The models from the Sym’Previus simulation tools describe the bacterial response to temperature, pH, water activity (and in some cases, lactic acid concentration).
These models are based on the “Gamma” concept formulated by Zwietering et al. (1992). This concept is based on the observation that factors influencing bacterial growth (temperature, pH, aw) have multiplicative effects on bacterial growth rate. The concept was then extended to thermal inactivation by Leguérinel et al. (2005).

Models based on simple biological parameters

The growth models in Sym’Previus are defined by the cardinal values of a bacterial strain (e.g. minimum, optimal and maximum growth temperatures), using the approach developed by Rosso et al. (1993, 1995).
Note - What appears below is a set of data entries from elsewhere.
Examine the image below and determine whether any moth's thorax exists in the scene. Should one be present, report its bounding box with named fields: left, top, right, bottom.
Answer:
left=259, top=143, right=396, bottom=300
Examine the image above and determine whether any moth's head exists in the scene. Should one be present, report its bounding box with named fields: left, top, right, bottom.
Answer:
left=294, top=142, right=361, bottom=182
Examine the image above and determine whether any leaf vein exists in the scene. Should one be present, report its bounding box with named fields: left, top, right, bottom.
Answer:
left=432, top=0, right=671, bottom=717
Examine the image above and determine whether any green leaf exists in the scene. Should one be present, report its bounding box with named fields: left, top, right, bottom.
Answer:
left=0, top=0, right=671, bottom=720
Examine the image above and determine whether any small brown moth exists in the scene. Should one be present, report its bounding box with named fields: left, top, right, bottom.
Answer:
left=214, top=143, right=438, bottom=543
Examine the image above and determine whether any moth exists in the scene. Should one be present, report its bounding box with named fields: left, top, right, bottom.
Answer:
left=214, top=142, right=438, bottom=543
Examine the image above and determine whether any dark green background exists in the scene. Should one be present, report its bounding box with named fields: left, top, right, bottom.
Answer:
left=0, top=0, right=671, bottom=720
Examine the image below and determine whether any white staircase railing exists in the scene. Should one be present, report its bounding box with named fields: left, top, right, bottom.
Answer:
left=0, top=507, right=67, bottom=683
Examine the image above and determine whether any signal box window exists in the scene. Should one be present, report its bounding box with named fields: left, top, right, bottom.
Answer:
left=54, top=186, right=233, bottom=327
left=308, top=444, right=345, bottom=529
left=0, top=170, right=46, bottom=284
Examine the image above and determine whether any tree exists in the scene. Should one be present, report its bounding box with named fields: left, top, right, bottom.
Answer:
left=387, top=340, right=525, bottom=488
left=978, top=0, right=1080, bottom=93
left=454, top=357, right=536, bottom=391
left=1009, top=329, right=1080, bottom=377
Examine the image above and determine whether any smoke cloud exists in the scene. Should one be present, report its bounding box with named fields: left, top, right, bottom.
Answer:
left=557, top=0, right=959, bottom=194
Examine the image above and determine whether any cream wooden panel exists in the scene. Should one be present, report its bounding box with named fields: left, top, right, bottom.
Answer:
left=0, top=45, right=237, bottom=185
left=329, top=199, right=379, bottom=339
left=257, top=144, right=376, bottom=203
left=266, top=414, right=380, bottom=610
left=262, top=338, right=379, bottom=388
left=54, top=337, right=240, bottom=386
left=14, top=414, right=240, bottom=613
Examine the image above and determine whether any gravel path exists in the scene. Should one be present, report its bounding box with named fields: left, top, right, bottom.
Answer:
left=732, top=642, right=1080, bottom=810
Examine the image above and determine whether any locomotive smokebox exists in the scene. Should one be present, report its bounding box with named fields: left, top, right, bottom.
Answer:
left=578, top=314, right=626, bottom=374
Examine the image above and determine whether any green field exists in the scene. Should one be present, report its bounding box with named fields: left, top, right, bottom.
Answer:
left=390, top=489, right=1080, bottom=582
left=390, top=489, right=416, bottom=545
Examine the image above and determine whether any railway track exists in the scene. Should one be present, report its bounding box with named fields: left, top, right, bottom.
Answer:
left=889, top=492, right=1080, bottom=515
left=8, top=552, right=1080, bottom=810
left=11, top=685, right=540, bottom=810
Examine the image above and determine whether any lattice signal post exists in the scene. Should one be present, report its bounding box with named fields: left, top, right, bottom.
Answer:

Note that in the Sym’Previus, field isolates have been prioritized over laboratory strains for data generation. For some bacteria such as Listeria monocytogenes, these cardinal values have been determined for up to 14 different field strains, allowing the intra-species variability to be taken into account in the model predictions.

An approach that integrates challenge-test data and microbiological tests

An originality of the Sym’Previus approach is to give our users the option of integrating their own data (e.g. presence/absence of contaminants, microbiological counts and challenge-tests) to fine-tune model predictions. The data uploaded to the system is saved in the user’s private account, which ensures the confidentiality.

Presence/absence data can be used to estimate the prevalence and the distribution of initial contamination.

Challenge-test data can be used to calibrate model predictions to the food of interest. It is strongly advised that the challenge-tests used for this purpose be conducted in accordance with internationally recognized Guidance Documents (normative reference frame ISO 20976-1). Sym’Previus experts are active in the ISO/TC34/SC9/WG19 working group which edited the ISO 20976-1 regarding Challenge tests.

Models validated by a scientific committee

The quality of the Sym’Previus software is guaranteed by a scientific committee in charge of validating the experimental data, and by the publication of the predictive models in peer-reviewed journals.